Obviously, sitcom characters in the 1950s and 60s, even married couples, weren’t allowed to be shown in the same bed together. And in at least two sitcoms I can think of, I Love Lucy and Dick Van Dyke, the couples were shown sleeping in separate beds.
My question is, did this setup seem as ridiculous then as it did now? Were there hot young couples like Rob and Laura who, for whatever reason, slept in twin beds? Because if not, it seems like a very unique form of censorship; whereas most censorship just omitted words or concepts, these shows actually* invented a whole different lifestyle* to duck the censors. The only other thing I can think of that’s remotely close to that is creating bathrooms without toilets, but you could argue that the toilets were just up against the fourth wall.
Just one of those things that bugs me about Dick Van Dyke, as I watch it on Hulu and remember what an otherwise perfect show it was.
Lucy and Ricky Ricardo didn’t always have separate beds. In the first episodes of the first season, they had twin beds that were shoved up next to each other with no space between.
Rob and Laura Petrie could have shared a bed, at least from the 1964–65 season onward. More on television beds.
Oh, there can be reasons for separate beds. My husband and I sleep in separate rooms, because I can’t sleep without a nightlight and radio on, and he can’t sleep with them. We also have different bedtimes and sleeping habits, and both of us snore.
I think “sex with the bra on” is the modern version of this: not that people in real life never leave their bra on during sex, but TV characters always do, so that they can show them in bed together, uncovered from the waist up.
In point of oddness, my parents-in-law did this as long as I knew them. Until my father-in-laws death in 2000 (and I’d known them since the mid-1980s) they slept in twin beds pushed together.

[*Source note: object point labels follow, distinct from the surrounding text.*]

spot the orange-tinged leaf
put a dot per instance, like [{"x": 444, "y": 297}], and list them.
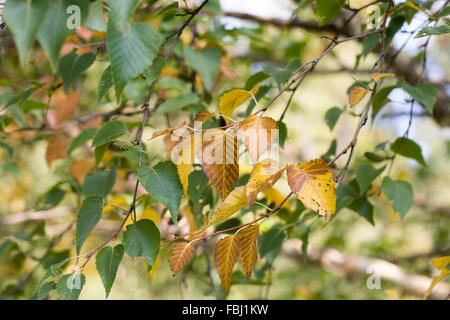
[
  {"x": 80, "y": 168},
  {"x": 378, "y": 75},
  {"x": 203, "y": 116},
  {"x": 258, "y": 134},
  {"x": 56, "y": 149},
  {"x": 225, "y": 257},
  {"x": 220, "y": 159},
  {"x": 313, "y": 182},
  {"x": 180, "y": 255},
  {"x": 248, "y": 240},
  {"x": 441, "y": 262},
  {"x": 263, "y": 176},
  {"x": 167, "y": 131},
  {"x": 235, "y": 201},
  {"x": 234, "y": 98},
  {"x": 356, "y": 95}
]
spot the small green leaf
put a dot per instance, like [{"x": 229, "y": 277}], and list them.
[
  {"x": 365, "y": 174},
  {"x": 72, "y": 66},
  {"x": 205, "y": 62},
  {"x": 142, "y": 239},
  {"x": 408, "y": 148},
  {"x": 23, "y": 19},
  {"x": 400, "y": 193},
  {"x": 178, "y": 103},
  {"x": 107, "y": 261},
  {"x": 425, "y": 93},
  {"x": 70, "y": 285},
  {"x": 81, "y": 139},
  {"x": 131, "y": 50},
  {"x": 163, "y": 184},
  {"x": 332, "y": 116},
  {"x": 108, "y": 132},
  {"x": 89, "y": 215}
]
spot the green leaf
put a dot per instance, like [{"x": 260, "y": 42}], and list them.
[
  {"x": 108, "y": 132},
  {"x": 327, "y": 10},
  {"x": 408, "y": 148},
  {"x": 178, "y": 103},
  {"x": 152, "y": 73},
  {"x": 72, "y": 66},
  {"x": 400, "y": 193},
  {"x": 365, "y": 174},
  {"x": 142, "y": 239},
  {"x": 99, "y": 183},
  {"x": 425, "y": 93},
  {"x": 70, "y": 285},
  {"x": 433, "y": 31},
  {"x": 81, "y": 139},
  {"x": 23, "y": 19},
  {"x": 106, "y": 82},
  {"x": 206, "y": 62},
  {"x": 380, "y": 99},
  {"x": 54, "y": 29},
  {"x": 163, "y": 184},
  {"x": 107, "y": 261},
  {"x": 89, "y": 215},
  {"x": 332, "y": 116},
  {"x": 121, "y": 11},
  {"x": 96, "y": 19},
  {"x": 131, "y": 50},
  {"x": 270, "y": 243}
]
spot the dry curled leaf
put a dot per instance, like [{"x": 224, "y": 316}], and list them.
[
  {"x": 378, "y": 75},
  {"x": 180, "y": 255},
  {"x": 248, "y": 240},
  {"x": 263, "y": 176},
  {"x": 233, "y": 99},
  {"x": 356, "y": 95},
  {"x": 258, "y": 134},
  {"x": 314, "y": 185},
  {"x": 220, "y": 159},
  {"x": 225, "y": 257}
]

So I can’t say it’s unheard of. Bear in mind, though, that they were about 15-20 years older than the usual parents for my generation. They were both more in 1929-30 and got married and had children very late. So it might be an age thing…or it could be some entirely undiscovered reason.
Having twin beds placed together offers the best of both worlds. Each partner can choose a preferred mattress firmness, and one partner’s restless shifting is less likely to disturb the other partner’s sleep.
My aunt and uncle also had separate beds, and my aunt had a broken back, but the separate beds came first. I think it was the kind of furniture they preferred, and he did snore a lot.